Synchronous occurrence of IgG4-related sialadenitis and ductal carcinoma of the parotid gland: a case report
Case Report

Synchronous occurrence of IgG4-related sialadenitis and ductal carcinoma of the parotid gland: a case report

Angel Rollon-Mayordomo1, Ana Avellaneda-Camarena1, Alvaro Gutierrez-Domingo2, Elena Martinez-Carapeto1, Pedro Infante-Cossio3^

1Department of Oral and Maxillofacial Surgery, Virgen Macarena University Hospital, Seville, Spain; 2Department of Pathology, Virgen Macarena University Hospital, Seville, Spain; 3Department of Surgery, School of Medicine, University of Seville, Seville, Spain

^ORCID: 0000-0002-2770-8573.

Correspondence to: Pedro Infante-Cossio. Department of Surgery, School of Medicine, Avenida Dr. Fedriani s/n, 41009-Seville, Spain. Email: pinfante@us.es.

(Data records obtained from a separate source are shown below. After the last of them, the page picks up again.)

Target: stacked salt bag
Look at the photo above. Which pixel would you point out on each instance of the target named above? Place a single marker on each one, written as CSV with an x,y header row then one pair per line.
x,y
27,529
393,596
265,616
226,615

Abstract: Immunoglobulin G4-related disease (IgG4-RD) is a rare chronic systemic inflammatory pathology that poses a diagnostic challenge since it can simulate malignancy when it affects a salivary gland as a mass-like lesion. Here, the authors report an unusual clinical case of a 42-year-old man who presented with a painless, slow-growing swelling located in the right parotid gland with a 12-month evolution. Based on imaging tests and open biopsy, a diagnosis of chronic parotitis was presumed and oral methylprednisolone was prescribed. Due to poor response to medication, a total parotidectomy preserving the facial nerve was performed. The final pathology described a unilateral IgG4-related sialadenitis (IgG4-RS) in the parotid gland in combination with a poorly differentiated multifocal ductal carcinoma. The postoperative course was uneventful except for a temporary facial paresis (grade III according to the House-Brackmann classification system) that resolved completely within 5 months. There were no systemic manifestations on the whole-body 18F-FDG PET/CT. Adjuvant radiotherapy was administered without complications. Twenty-four months follow-up after surgery showed no recurrence or evidence of systemic involvement. This clinical report highlights the importance of considering the synchronous occurrence of a carcinoma underlying an isolated parotid gland mass in the context of IgG4-RS, especially if there is no response to prior steroid medication.

Keywords: Immunoglobulin G4-related disease (IgG4-RD); IgG4-related sialadenitis (IgG4-RS); parotid gland; head and neck; salivary duct carcinoma; case report


Submitted Feb 21, 2021. Accepted for publication Apr 09, 2021.

doi: 10.21037/gs-21-90


Introduction

Immunoglobulin G4-related disease (IgG4-RD) is a chronic systemic inflammatory disease of uncertain etiology described in the early years of the 21st century in the Asian population. It is considered an immune-mediated fibroinflammatory condition that can affect multiple organs showing mass-like lesions, elevated serum IgG4 concentrations, and typical pathological findings such as lymphoplasmacytic infiltration with IgG4-positive plasma cells, various degrees of fibrosis and obliterative phlebitis (1). In the head and neck region, IgG4-RD can be observed as tumefactive enlargement as part of the systemic disease or in isolation, with the orbit and the salivary and lacrimal glands being the most frequently affected sites (2).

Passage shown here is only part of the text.